Let ${}^{n}C_{r - 1} = 28$ , ${}^{n}C_{r} = 56$ and ${}^{n}C_{r + 1} = 70$ . Let A(4 cos t, 4 sin t), B(2 sin t, – 2 cos t) and C(3r – n, $r^{2}$ – n – 1) be the vertices of a triangle ABC, where t is a parameter. If ${(3 x - 1)}^{2} + {(3 y)}^{2} = α$ , is the locus of the centroid of triangle ABC, then $α$ equals [2025]

1 18

2 8

3 20

4 6

Ans.
(3)

We have, ${}^{n}C_{r - 1} = 28$ , ${}^{n}C_{r} = 56$ and ${}^{n}C_{r + 1} = 70$

$\frac{{}^{n}C_{r - 1}}{{}^{n}C_{r}} = \frac{28}{56} \Rightarrow \frac{n!}{(r - 1)! (n - r + 1)!} \times \frac{r! (n - r)!}{n!} = \frac{1}{2}$

$\Rightarrow \frac{r}{(n - r + 1)} = \frac{1}{2} \Rightarrow 3 r = n + 1$ ... (i)

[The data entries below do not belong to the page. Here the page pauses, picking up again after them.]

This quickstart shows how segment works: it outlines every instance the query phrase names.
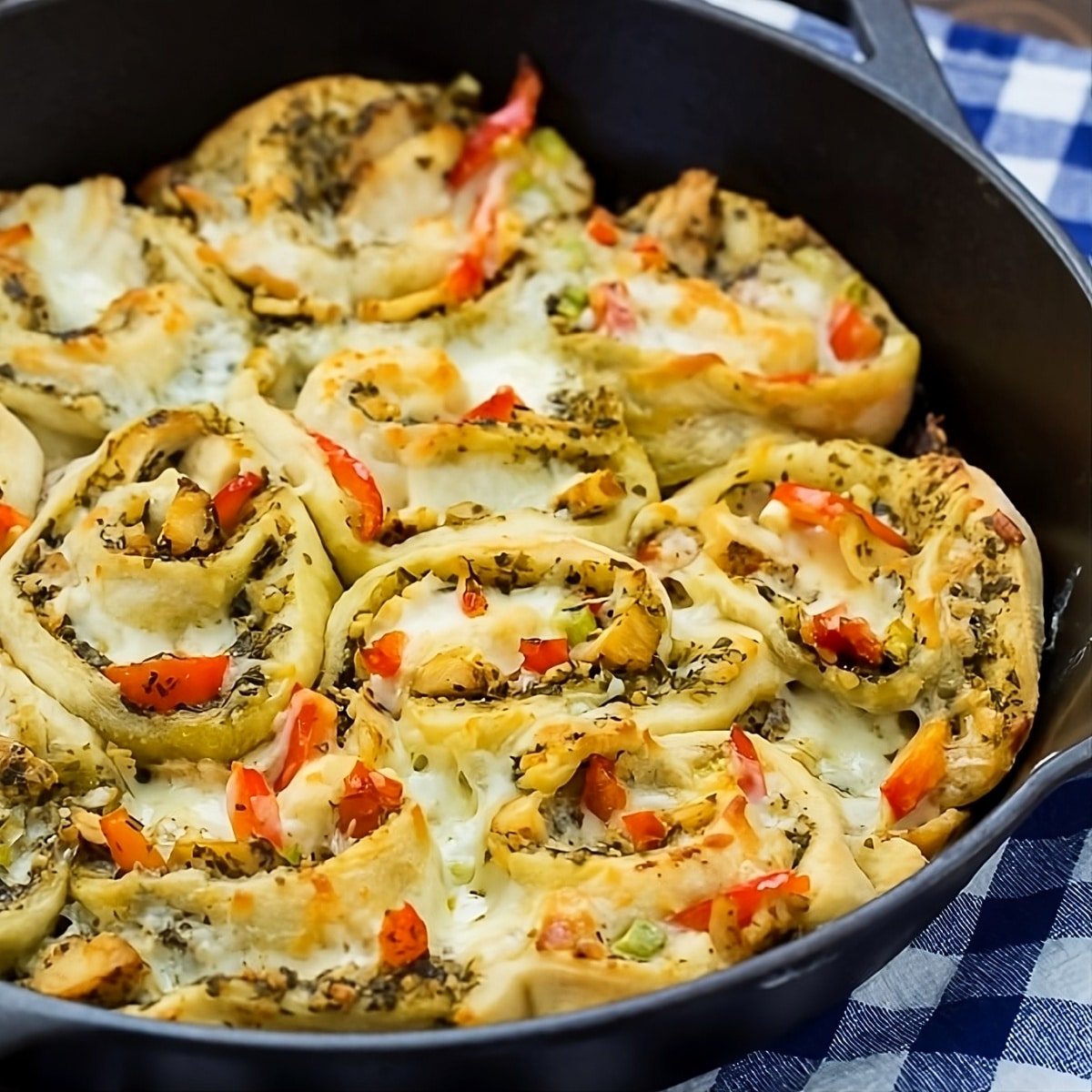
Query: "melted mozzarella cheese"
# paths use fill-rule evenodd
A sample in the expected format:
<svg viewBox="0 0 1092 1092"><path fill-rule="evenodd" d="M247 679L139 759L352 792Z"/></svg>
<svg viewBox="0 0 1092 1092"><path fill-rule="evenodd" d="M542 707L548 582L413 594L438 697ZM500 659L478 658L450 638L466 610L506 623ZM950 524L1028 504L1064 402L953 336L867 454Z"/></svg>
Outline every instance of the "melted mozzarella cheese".
<svg viewBox="0 0 1092 1092"><path fill-rule="evenodd" d="M835 535L823 527L800 526L786 515L783 506L771 502L759 517L767 525L731 519L733 534L740 542L795 571L787 582L781 573L761 570L753 579L803 600L812 615L844 607L847 617L864 618L873 632L882 637L902 613L898 578L882 574L870 582L858 580L850 572Z"/></svg>
<svg viewBox="0 0 1092 1092"><path fill-rule="evenodd" d="M115 299L147 281L121 192L121 183L108 178L63 189L35 186L0 213L0 228L31 225L33 238L20 252L38 277L55 331L92 325Z"/></svg>
<svg viewBox="0 0 1092 1092"><path fill-rule="evenodd" d="M417 669L432 656L460 648L479 653L502 675L517 675L523 666L523 638L565 636L560 608L566 595L558 584L520 587L509 594L485 589L485 613L467 618L452 585L432 574L416 581L376 614L369 642L391 630L405 633L406 642L400 670L385 679L373 675L372 693L384 709L396 712Z"/></svg>
<svg viewBox="0 0 1092 1092"><path fill-rule="evenodd" d="M779 697L788 721L782 746L843 794L843 811L855 827L873 829L879 786L910 733L895 714L867 713L818 690L792 686Z"/></svg>
<svg viewBox="0 0 1092 1092"><path fill-rule="evenodd" d="M226 785L227 771L213 762L167 763L149 781L131 780L122 804L167 853L183 834L233 842Z"/></svg>

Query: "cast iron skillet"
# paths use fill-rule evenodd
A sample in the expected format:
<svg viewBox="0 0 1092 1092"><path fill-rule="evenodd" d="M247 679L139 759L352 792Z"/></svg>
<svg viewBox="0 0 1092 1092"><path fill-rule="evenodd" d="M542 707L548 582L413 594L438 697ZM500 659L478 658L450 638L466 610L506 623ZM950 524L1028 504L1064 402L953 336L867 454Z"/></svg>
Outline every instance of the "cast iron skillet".
<svg viewBox="0 0 1092 1092"><path fill-rule="evenodd" d="M902 0L811 0L865 63L698 0L0 2L0 187L130 179L309 75L480 76L529 51L545 118L606 201L704 166L800 213L924 344L930 404L1035 527L1049 644L1031 740L923 873L709 977L472 1030L285 1034L162 1024L0 985L0 1080L96 1089L663 1088L818 1013L875 972L1052 788L1092 765L1089 268L964 128ZM1053 604L1053 608L1052 608ZM1067 605L1068 604L1068 605Z"/></svg>

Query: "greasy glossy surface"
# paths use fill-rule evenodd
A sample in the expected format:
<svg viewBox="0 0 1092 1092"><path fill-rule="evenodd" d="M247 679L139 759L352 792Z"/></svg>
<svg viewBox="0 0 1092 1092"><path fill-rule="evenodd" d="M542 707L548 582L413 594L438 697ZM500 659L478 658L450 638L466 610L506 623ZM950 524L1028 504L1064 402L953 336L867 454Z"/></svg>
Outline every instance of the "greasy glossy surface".
<svg viewBox="0 0 1092 1092"><path fill-rule="evenodd" d="M235 0L229 16L215 0L185 13L159 0L37 0L0 8L0 186L97 170L134 178L238 104L322 72L466 69L496 99L521 50L544 72L546 120L586 156L608 201L707 166L811 221L922 335L929 404L1035 526L1048 600L1070 592L1025 756L994 810L912 881L664 994L465 1032L329 1037L163 1026L2 985L0 1041L21 1044L5 1079L50 1087L79 1058L93 1088L664 1087L860 982L1057 779L1090 761L1085 741L1031 775L1089 734L1087 266L997 168L838 62L656 0Z"/></svg>

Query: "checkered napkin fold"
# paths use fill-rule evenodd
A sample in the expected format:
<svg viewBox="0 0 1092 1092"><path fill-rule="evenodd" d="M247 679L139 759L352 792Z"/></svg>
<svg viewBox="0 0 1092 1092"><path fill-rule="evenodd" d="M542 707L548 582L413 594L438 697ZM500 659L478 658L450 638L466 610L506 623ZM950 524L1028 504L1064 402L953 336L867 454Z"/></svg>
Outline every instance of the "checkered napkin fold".
<svg viewBox="0 0 1092 1092"><path fill-rule="evenodd" d="M852 56L778 0L710 0ZM867 0L866 0L867 2ZM1092 257L1092 52L918 10L987 151ZM1092 778L1058 790L852 997L687 1092L1089 1092Z"/></svg>

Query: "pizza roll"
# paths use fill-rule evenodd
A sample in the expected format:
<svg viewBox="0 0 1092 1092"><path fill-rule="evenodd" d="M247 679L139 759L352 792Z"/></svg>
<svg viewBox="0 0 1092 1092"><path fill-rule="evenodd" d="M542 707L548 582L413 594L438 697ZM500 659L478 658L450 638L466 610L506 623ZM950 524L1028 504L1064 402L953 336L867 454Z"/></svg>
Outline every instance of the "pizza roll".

Also, $\frac{{}^{n}C_{r}}{{}^{n}C_{r + 1}} = \frac{56}{70} \Rightarrow \frac{r + 1}{n - r} = \frac{4}{5} \Rightarrow 9 r = 4 n - 5$ ... (ii)

From equations (i) and (ii), we get r = 3 and n = 8.

Now, A = (4 cos t, 4 sin t), B(2 sin t, – 2 cos t) and C(1, 0)

$∴$ Centroid of triangle is

$(\frac{4 c o s t + 2 \sin t + 1}{3}, \frac{4 \sin t - 2 \cos t}{3})$

Then, ${(3 x - 1)}^{2} + {(3 y)}^{2} = {(4 \cos t + 2 \sin t)}^{2} + {(4 \sin t - 2 \cos t)}^{2} {(3 x - 1)}^{2} + {(3 y)}^{2} = 20$

So, value of $α = 20$ .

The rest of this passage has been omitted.